The return matters now because Haiti begin that comeback at 2am on Sunday against Scotland at Boston Stadium, with a squad that looks as global as the route that took it there. Only 10 of the 26 players were born in Haiti, and the team’s cast includes Jean-Ricner Bellegarde, who was born and raised in France before switching his allegiance.
Bellegarde said Haiti is always in his blood. He had won caps for France’s youth national teams, but the call from Duckens Nazon helped change the decision. Nazon, Haiti’s record goalscorer, told him it was time and that Haiti needed him. Bellegarde said: “So when Duckens Nazon called me and said it was time, that Haiti needed me, that this was our moment, things shifted for me.”

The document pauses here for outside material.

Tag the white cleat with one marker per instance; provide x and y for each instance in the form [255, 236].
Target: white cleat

The makeup of the side explains why this qualification has resonated far beyond a single match. Tamy Michel represents players including Ricardo Adé, Bellegarde, Wilson Isidor and Nazon, and he said the family have been stewards of Haitian football since 1974. He pointed to a long habit of being doubted and dismissed, saying people usually decide Haiti are not ready, do not expect them to make it, and judge them by statistics and rankings rather than by the game itself. His point was simple: football is played on the field, and it is 11 against 11.
That argument sits alongside a harder one. Haiti are being introduced as a national side, but their squad is drawn from far and wide, with many players based outside the country and most of the 26-man group born elsewhere. The blend is not a contradiction so much as a description of modern Haitian football, where identity, opportunity and survival have all been pushed into the same shirt.
The return also lands against a background that has rarely made football easy to separate from life. Haiti’s story has unfolded amid political turmoil, gang violence, natural disasters and humanitarian crises, and the team’s road to the World Cup finals has added another layer to that history. Solange Michel led Baltimore SC for 18 years and was jailed in the 1990s amid turmoil in Haitian politics, a reminder that the sport’s family has lived through the country’s wider upheaval as well.
For now, though, the only number that matters is the one on the fixture list. Haiti are in the World Cup again, and the first test of whether this improbable qualification can turn into something more comes on Sunday morning against Scotland at Boston Stadium.